Telemark-FIS-Rennen in Lelex (Frankreich)
Einstieg in die nächst höhere Rennklasse ist gelungen
Am vergangenen Wochenende starteten Julia Lauber, Daniela Perren und Kim Aegerter zum ersten Mal an zwei FIS-Telemark-Rennen im französischen Jura. Obwohl sie das Ganze gelassen angehen wollten, stieg die Nervosität spätestens als ihr offizieller FIS-Code auch auf der Startliste aufgeführt war. Nicht nur Puls und Ehrgeiz schnellten in die Höhe, sondern auch die eigenen Ziele wurden revidiert. Die Gelassenheit musste hinter dem eigenen «Rennhund» anstehen – fertig lustig!
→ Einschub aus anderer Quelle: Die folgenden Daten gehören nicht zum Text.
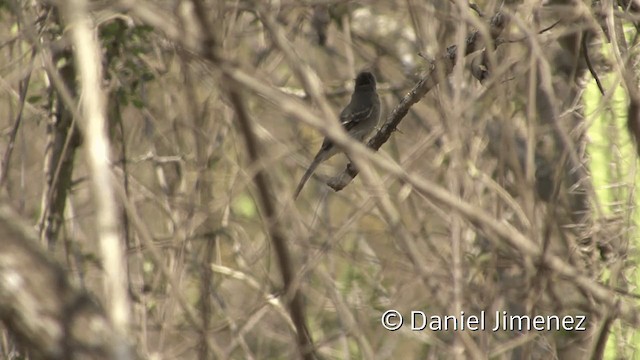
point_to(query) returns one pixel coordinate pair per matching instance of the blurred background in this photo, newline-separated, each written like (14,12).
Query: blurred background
(531,132)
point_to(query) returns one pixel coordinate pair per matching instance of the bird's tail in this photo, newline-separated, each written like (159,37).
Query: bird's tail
(314,164)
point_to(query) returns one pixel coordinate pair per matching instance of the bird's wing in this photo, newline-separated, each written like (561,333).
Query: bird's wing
(350,118)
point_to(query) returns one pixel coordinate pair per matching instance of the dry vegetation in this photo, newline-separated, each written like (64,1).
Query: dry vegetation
(150,150)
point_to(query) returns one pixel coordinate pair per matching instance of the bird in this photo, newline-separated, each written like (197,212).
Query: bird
(358,119)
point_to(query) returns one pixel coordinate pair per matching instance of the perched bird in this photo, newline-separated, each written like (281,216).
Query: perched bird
(358,118)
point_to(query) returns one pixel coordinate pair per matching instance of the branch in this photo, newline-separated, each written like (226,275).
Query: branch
(39,305)
(293,293)
(441,68)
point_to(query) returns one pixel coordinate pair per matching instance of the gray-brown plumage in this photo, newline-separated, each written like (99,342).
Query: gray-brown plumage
(358,118)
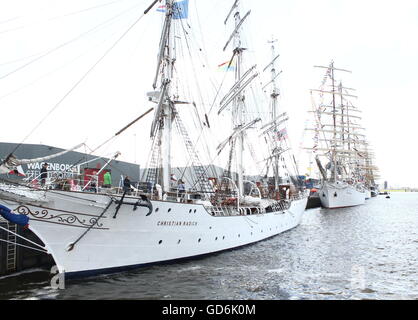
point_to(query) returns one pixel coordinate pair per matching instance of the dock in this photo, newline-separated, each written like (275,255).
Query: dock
(15,258)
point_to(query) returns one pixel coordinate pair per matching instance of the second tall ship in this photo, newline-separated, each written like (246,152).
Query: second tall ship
(339,146)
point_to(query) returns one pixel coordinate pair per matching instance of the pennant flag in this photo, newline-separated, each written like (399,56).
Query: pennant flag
(18,171)
(282,134)
(19,219)
(180,9)
(224,66)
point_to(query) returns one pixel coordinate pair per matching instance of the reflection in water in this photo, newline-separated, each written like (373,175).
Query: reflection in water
(365,252)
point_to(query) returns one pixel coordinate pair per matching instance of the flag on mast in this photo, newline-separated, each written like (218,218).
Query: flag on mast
(180,9)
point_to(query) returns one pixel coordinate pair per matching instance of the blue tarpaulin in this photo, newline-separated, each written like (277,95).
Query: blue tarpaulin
(19,219)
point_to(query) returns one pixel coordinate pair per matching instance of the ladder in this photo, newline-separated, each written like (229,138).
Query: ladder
(11,248)
(199,170)
(153,165)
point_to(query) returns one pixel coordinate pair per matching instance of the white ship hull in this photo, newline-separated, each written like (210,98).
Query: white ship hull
(172,231)
(340,195)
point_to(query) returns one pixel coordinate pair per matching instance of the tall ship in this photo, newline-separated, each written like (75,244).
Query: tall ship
(89,228)
(339,144)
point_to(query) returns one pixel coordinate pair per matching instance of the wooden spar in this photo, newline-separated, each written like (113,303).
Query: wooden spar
(332,68)
(151,6)
(274,120)
(230,11)
(237,84)
(124,128)
(244,85)
(335,93)
(335,114)
(272,62)
(134,121)
(272,79)
(236,132)
(236,30)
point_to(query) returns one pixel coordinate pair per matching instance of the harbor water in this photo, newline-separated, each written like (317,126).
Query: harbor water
(364,252)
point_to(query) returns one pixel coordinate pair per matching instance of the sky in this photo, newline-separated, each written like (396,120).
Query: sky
(47,46)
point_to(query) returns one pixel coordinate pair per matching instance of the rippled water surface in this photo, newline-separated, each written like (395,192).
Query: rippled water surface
(365,252)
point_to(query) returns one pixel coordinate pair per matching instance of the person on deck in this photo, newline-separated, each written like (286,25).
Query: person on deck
(44,173)
(127,185)
(181,189)
(107,180)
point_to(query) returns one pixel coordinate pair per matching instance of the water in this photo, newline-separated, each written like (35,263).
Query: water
(365,252)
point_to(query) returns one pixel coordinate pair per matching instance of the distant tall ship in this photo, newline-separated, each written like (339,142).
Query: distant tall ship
(97,230)
(338,142)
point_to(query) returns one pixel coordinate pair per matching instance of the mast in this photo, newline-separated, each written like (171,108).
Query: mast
(238,100)
(274,113)
(334,118)
(237,105)
(161,129)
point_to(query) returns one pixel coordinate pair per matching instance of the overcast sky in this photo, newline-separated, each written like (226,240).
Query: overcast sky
(375,39)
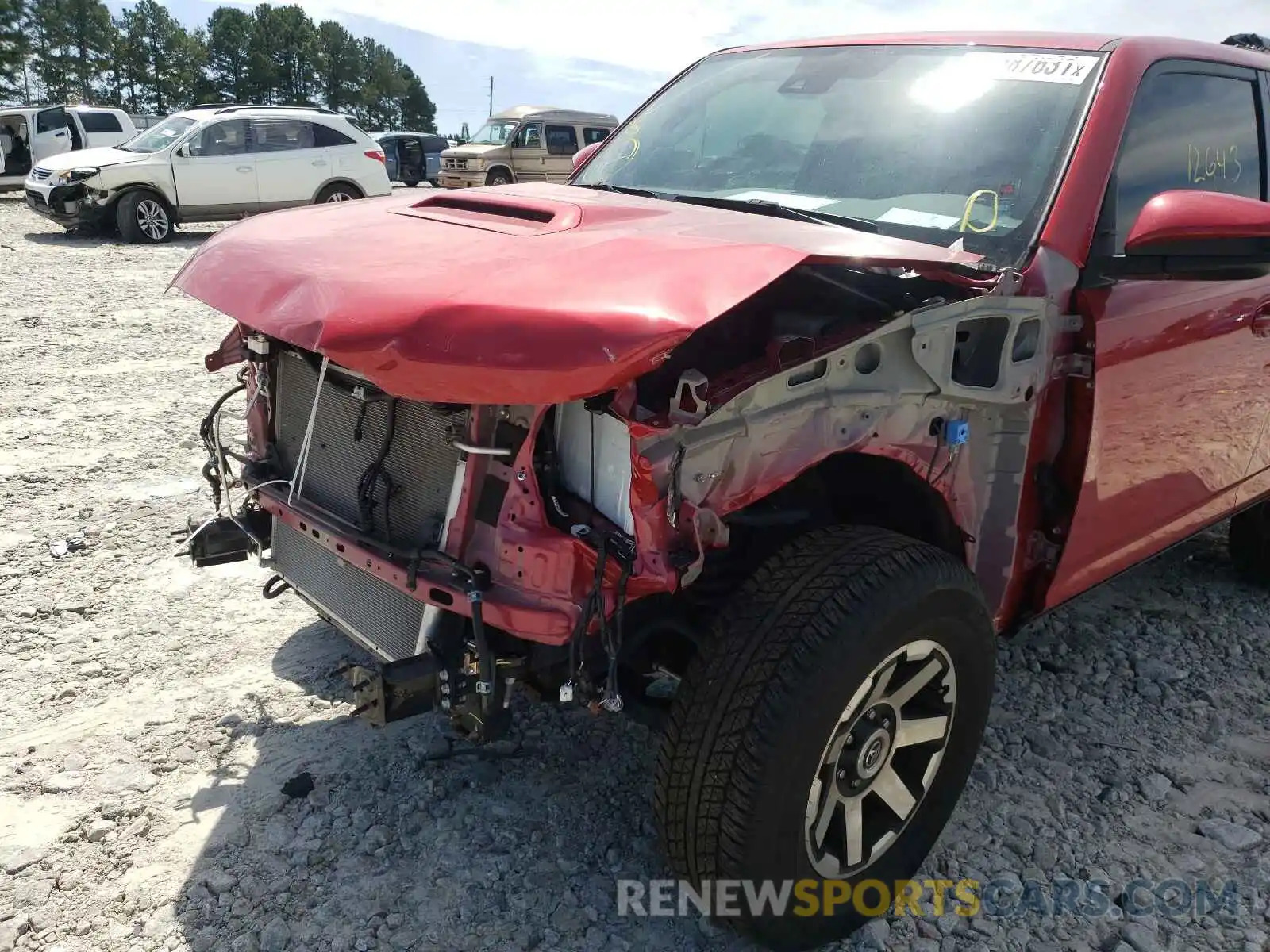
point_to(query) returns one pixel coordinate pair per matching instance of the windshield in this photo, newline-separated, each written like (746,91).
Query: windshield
(159,136)
(930,143)
(495,132)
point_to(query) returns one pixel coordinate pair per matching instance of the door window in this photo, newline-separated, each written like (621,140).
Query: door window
(529,137)
(226,137)
(51,120)
(562,140)
(283,135)
(1187,131)
(101,122)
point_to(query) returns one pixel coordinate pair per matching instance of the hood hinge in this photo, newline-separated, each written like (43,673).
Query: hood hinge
(1007,283)
(1073,366)
(1041,551)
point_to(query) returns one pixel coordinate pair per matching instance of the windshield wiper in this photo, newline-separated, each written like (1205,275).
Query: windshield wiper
(762,206)
(610,187)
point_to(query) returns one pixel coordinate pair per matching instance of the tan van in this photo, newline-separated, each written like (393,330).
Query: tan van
(524,144)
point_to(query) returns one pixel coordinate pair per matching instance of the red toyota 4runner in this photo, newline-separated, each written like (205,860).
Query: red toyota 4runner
(836,361)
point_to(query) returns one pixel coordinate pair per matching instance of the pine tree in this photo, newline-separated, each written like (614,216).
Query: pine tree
(13,48)
(229,38)
(87,40)
(340,67)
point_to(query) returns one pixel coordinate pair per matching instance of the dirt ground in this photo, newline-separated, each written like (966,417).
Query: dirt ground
(152,714)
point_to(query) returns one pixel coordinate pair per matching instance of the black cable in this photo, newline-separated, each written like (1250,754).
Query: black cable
(216,470)
(939,443)
(372,476)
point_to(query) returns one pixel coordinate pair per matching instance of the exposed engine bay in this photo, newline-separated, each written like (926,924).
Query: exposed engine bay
(579,550)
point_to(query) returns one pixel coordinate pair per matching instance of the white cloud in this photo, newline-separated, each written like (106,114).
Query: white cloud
(667,35)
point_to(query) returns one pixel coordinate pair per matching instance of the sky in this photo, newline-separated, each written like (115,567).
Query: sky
(610,55)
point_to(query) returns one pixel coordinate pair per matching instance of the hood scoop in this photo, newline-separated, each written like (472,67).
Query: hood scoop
(492,211)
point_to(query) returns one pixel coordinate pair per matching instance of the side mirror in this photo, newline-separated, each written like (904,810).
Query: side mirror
(583,154)
(1199,235)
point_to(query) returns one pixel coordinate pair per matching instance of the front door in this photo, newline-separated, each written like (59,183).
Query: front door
(529,156)
(1181,384)
(52,135)
(389,144)
(217,179)
(562,144)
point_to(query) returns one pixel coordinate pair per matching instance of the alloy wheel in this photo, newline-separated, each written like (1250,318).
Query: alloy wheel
(152,220)
(882,757)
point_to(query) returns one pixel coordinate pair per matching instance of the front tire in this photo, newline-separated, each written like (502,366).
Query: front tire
(144,219)
(1249,543)
(831,730)
(338,192)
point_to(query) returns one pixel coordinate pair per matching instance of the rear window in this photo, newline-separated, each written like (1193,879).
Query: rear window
(327,136)
(101,122)
(562,140)
(283,135)
(51,120)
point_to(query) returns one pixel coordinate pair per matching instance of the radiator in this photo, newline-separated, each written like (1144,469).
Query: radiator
(366,608)
(422,463)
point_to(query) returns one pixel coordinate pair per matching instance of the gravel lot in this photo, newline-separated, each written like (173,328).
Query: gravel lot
(154,714)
Anders als bei den Rennen in der Schweiz werden am so genannten Coupe de France keine Juniorinnen-Kategorien geführt. Dass heisst, das die drei in derselben Kategorie antreten durften wie die mehrfache Weltmeisterin Amélie Reymond und auch die z.T. weltcuperprobten Fahrerinnen aus dem französischen Telemark-Kader.
Dass ihnen der Einstieg in die nächst höhere Rennklasse durchaus gelang, zeigen die Ränge fünf und sechs für Kim, jeweils zweimal ein zehnten Rang für Daniela und zweimal Rang elf für Julia.
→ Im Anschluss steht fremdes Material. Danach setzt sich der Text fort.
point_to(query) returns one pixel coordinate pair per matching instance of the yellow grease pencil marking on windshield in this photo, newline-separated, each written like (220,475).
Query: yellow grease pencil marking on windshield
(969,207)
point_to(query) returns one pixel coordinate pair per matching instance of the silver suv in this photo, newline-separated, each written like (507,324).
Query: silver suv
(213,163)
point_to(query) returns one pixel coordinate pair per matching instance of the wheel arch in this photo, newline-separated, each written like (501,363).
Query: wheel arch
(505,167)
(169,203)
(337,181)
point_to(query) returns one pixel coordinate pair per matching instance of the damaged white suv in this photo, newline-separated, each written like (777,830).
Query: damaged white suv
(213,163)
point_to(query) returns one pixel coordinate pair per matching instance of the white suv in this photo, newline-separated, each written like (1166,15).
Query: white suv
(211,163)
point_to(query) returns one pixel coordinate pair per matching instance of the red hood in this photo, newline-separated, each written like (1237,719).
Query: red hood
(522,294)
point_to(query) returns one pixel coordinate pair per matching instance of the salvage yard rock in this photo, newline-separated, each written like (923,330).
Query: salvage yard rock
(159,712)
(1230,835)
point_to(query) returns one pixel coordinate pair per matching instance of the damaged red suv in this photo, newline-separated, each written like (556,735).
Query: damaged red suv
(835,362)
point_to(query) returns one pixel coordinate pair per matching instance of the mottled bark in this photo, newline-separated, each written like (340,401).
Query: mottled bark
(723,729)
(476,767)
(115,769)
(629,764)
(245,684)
Insgesamt starteten in der Kategorie «Damen» ca. 25 Fahrerinnen, wobei anzumerken ist, dass fast ausschliesslich die Jahrgänge 1990 bis 2000 auf der Rangliste zu finden sind. Die Franzosen sind «uns» also nicht nur im alpinen Bereich einen Schritt voraus, ihre Nachwuchsförderung scheint auch im Bereich Telemark besser zu greifen…
Nächster Höhepunkt für die drei Nachwuchsfahrerinnen sowie für alle weiteren Obersimmentaler- und Schweizer-Telemärkler sind die Schweizermeisterschaften in der Disziplin Classic Sprint vom Samstag 8. März 2014 an der Lenk!